The ln utility creates a new directory entry (linked file) which has the same modes as the original file. It is useful for maintaining multiple copies of a file in many places at once without using up storage for the “copies”; instead, a link “points” to the original copy. There are two types of links: hard links and symbolic links. How a link “points” to a file is one of the differences between a hard or symbolic link.

The options are as follows:

Unlink any already existing file, permitting the link to occur.
If the target_file or target_dir is a symbolic link, do not follow it. This is most useful with the -f option, to replace a symlink which may point to a directory.
Cause ln to write a prompt to standard error if the target file exists. If the response from the standard input begins with the character ‘y’ or ‘Y’, then unlink the target file so that the link may occur. Otherwise, do not attempt the link. (The -i option overrides any previous -f options.)
Same as -h, for compatibility with other ln implementations, namely GNU coreutils.
Create a symbolic link.
Cause ln to be verbose, showing files as they are processed.

By default ln makes hard links. A hard link to a file is indistinguishable from the original directory entry; any changes to a file are effective independent of the name used to reference the file. Hard links may not normally refer to directories and may not span file systems.
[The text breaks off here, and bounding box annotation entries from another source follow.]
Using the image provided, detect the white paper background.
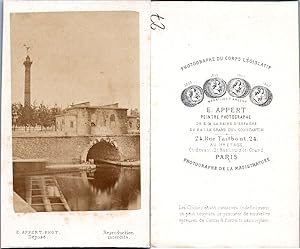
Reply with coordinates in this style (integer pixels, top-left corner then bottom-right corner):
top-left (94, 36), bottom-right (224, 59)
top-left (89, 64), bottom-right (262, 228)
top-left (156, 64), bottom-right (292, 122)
top-left (1, 1), bottom-right (150, 247)
top-left (151, 2), bottom-right (299, 247)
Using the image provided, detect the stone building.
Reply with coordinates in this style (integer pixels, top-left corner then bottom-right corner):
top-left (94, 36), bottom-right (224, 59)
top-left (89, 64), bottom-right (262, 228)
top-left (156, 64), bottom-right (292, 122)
top-left (56, 102), bottom-right (128, 135)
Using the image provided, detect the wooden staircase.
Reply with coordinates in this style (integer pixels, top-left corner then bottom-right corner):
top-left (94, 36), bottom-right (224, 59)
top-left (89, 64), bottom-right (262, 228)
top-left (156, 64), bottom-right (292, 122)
top-left (25, 175), bottom-right (71, 212)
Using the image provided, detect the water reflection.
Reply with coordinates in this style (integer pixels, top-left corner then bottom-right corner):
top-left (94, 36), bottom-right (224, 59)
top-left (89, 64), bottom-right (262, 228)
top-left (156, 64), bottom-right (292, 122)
top-left (57, 164), bottom-right (140, 211)
top-left (14, 164), bottom-right (141, 211)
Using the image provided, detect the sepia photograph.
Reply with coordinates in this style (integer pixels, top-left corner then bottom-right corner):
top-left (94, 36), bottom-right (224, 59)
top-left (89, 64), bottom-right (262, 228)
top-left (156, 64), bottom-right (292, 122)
top-left (10, 11), bottom-right (141, 213)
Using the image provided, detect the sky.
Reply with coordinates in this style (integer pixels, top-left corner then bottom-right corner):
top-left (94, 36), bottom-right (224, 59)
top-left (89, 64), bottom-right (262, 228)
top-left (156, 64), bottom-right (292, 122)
top-left (11, 11), bottom-right (140, 109)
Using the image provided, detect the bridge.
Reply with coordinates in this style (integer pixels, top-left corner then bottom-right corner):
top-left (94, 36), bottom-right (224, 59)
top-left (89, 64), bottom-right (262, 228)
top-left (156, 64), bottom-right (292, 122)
top-left (12, 133), bottom-right (140, 164)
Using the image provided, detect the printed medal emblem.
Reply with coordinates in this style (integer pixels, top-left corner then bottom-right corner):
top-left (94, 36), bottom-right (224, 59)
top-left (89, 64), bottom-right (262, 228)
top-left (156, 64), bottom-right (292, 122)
top-left (227, 78), bottom-right (251, 98)
top-left (181, 85), bottom-right (204, 107)
top-left (250, 86), bottom-right (273, 106)
top-left (203, 78), bottom-right (226, 98)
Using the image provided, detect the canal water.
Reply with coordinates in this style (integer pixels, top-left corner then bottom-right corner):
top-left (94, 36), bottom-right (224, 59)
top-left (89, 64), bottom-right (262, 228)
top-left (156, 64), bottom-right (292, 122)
top-left (14, 163), bottom-right (141, 211)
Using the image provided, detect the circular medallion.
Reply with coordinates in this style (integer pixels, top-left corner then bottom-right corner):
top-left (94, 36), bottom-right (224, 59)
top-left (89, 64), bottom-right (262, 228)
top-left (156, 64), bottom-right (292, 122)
top-left (203, 78), bottom-right (226, 98)
top-left (227, 78), bottom-right (251, 98)
top-left (250, 86), bottom-right (273, 106)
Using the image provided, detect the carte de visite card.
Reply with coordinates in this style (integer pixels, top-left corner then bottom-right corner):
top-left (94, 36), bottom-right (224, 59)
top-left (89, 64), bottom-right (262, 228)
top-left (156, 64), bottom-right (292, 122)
top-left (151, 2), bottom-right (299, 247)
top-left (1, 1), bottom-right (150, 247)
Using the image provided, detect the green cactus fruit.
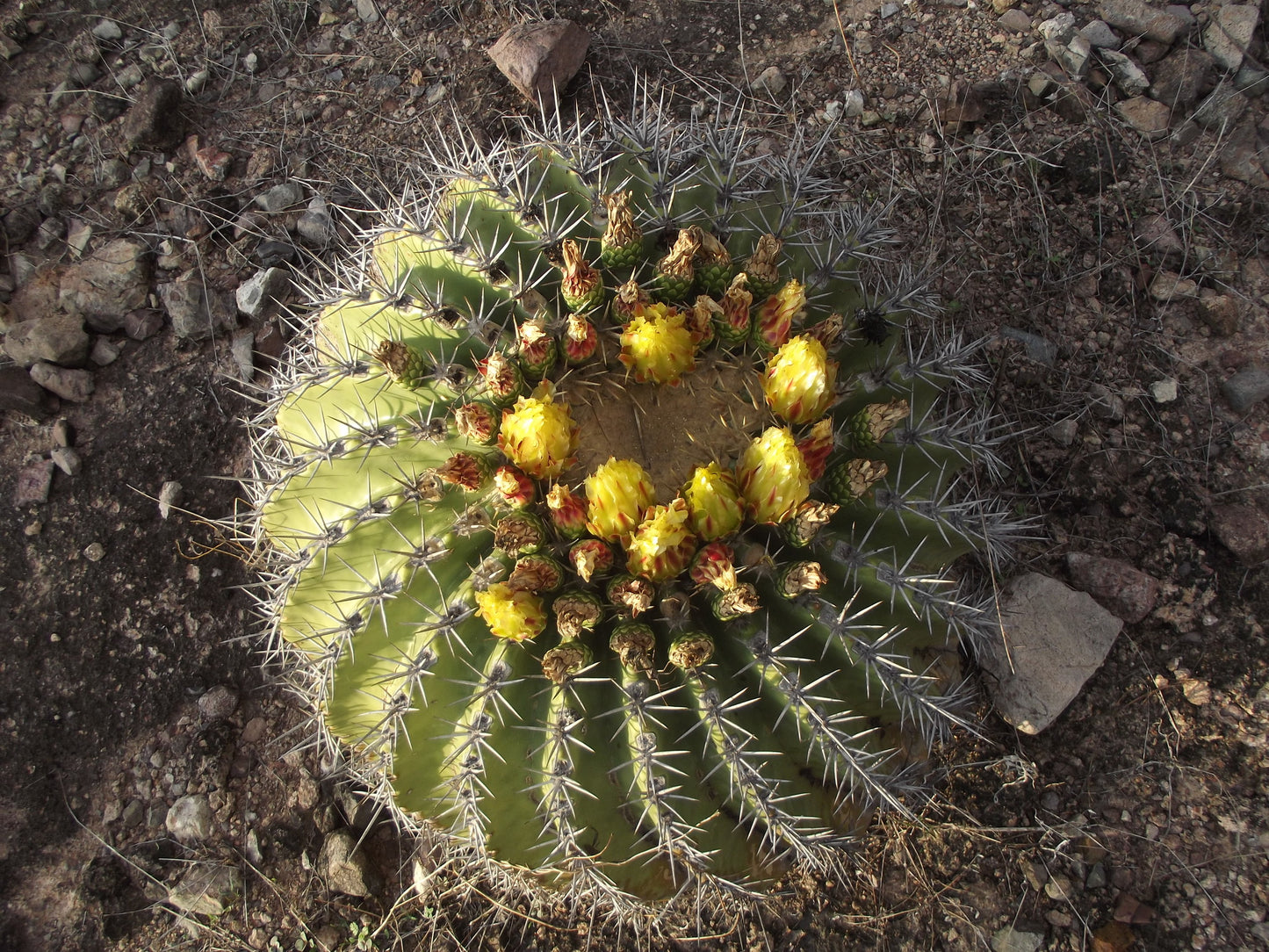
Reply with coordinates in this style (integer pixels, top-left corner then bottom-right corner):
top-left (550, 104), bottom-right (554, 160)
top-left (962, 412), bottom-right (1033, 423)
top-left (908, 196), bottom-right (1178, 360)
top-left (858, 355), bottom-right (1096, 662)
top-left (374, 340), bottom-right (428, 390)
top-left (653, 225), bottom-right (702, 303)
top-left (694, 231), bottom-right (736, 297)
top-left (242, 89), bottom-right (1026, 918)
top-left (824, 459), bottom-right (890, 505)
top-left (599, 191), bottom-right (644, 271)
top-left (713, 271), bottom-right (753, 344)
top-left (519, 319), bottom-right (559, 379)
top-left (562, 314), bottom-right (599, 367)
A symbolic link contains the name of the file to which it is linked. The referenced file is used when an open(2) operation is performed on the link. A stat(2) on a symbolic link will return the linked-to file; an lstat(2) must be done to obtain information about the link. The readlink(2) call may be used to read the contents of a symbolic link. Symbolic links may span file systems and may refer to directories.
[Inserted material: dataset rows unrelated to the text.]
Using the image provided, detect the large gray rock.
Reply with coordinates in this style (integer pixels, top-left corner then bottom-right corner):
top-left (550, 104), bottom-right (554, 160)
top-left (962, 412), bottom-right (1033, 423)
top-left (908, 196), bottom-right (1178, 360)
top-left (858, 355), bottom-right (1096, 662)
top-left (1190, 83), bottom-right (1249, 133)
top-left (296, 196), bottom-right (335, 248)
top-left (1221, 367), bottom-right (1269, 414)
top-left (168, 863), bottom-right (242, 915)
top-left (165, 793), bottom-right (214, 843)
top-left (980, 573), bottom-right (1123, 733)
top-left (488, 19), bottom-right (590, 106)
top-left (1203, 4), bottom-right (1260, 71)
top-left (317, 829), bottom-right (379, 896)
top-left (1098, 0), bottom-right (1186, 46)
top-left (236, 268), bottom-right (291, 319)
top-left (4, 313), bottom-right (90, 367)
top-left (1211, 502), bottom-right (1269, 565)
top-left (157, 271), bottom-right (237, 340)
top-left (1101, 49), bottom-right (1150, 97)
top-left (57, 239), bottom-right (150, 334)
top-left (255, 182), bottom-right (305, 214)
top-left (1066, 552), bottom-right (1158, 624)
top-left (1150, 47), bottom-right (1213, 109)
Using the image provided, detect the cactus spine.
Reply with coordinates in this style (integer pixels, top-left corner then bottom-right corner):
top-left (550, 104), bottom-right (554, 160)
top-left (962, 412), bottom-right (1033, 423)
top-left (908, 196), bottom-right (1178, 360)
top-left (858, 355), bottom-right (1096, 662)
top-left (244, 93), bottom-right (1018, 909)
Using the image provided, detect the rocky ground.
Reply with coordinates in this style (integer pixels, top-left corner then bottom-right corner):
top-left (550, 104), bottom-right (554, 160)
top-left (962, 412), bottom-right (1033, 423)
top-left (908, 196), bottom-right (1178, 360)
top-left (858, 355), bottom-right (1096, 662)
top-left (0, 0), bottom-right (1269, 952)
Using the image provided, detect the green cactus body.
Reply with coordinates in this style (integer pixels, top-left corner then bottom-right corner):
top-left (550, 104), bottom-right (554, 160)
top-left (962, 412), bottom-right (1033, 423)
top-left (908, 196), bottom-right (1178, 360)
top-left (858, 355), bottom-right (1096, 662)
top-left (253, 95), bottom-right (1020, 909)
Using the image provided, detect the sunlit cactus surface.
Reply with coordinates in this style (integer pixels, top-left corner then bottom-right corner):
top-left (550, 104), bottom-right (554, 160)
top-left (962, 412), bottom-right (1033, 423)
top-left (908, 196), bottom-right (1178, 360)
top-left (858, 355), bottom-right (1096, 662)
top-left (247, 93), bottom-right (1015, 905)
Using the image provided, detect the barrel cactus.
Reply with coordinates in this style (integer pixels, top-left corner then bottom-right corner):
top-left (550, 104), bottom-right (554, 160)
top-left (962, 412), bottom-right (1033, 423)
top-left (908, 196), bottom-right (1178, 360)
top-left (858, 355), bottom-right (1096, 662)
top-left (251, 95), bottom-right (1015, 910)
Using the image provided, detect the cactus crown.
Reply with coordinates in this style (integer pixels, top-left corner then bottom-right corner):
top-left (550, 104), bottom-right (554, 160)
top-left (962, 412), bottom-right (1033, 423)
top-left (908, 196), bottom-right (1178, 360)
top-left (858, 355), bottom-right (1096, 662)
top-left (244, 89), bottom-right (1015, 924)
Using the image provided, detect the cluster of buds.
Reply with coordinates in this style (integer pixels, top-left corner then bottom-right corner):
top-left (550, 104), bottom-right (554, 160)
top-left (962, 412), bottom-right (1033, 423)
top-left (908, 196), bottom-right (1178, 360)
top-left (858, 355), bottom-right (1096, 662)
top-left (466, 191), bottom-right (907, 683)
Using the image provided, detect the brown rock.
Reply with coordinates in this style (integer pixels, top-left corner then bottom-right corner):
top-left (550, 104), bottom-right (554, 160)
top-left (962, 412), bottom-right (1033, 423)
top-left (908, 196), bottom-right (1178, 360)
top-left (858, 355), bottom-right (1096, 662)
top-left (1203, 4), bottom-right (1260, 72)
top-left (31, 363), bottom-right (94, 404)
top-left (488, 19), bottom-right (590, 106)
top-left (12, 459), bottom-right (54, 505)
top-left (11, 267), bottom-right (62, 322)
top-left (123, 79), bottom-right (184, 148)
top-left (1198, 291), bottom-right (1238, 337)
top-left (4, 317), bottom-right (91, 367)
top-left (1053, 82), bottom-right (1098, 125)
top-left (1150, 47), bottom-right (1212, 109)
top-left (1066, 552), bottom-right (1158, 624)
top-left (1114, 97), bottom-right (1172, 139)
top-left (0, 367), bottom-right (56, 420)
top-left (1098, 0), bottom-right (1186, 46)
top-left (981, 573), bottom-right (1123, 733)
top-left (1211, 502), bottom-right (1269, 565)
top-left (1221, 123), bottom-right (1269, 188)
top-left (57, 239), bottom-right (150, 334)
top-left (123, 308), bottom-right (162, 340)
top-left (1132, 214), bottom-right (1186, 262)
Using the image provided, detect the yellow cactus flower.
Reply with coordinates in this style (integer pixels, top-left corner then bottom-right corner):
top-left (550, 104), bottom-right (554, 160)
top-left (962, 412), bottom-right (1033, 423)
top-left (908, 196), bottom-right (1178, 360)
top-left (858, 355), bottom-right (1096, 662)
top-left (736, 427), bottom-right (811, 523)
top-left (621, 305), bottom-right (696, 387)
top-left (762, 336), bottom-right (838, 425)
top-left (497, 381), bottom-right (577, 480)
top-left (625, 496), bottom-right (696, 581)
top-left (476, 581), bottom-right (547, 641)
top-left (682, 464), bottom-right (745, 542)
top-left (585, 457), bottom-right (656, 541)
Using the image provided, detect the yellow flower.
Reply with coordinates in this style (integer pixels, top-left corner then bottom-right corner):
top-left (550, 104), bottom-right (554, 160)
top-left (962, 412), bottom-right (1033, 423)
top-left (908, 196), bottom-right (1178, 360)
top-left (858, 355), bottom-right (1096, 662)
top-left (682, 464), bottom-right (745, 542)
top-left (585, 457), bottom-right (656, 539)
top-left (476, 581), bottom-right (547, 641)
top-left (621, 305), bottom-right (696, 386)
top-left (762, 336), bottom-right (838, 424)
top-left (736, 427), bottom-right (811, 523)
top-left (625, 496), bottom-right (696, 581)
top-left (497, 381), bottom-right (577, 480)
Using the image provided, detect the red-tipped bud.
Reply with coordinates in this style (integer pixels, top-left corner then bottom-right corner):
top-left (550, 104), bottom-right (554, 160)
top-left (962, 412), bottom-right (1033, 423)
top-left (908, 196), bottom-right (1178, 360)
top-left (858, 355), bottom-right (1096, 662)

Given one or two arguments, ln creates a link to an existing file source_file. If target_file is given, the link has that name; target_file may also be a directory in which to place the link; otherwise it is placed in the current directory. If only the directory is specified, the link will be made to the last component of source_file.

Given more than two arguments, ln makes links in target_dir to all the named source files. The links made will have the same name as the files being linked to.

link(2), lstat(2), readlink(2), stat(2), symlink(2), symlink(7)

The ln utility conforms to IEEE Std 1003.2-1992 (“POSIX.2”).

The -v option is an extension to IEEE Std 1003.2-1992 (“POSIX.2”).

A ln utility appeared in Version 6 AT&T UNIX.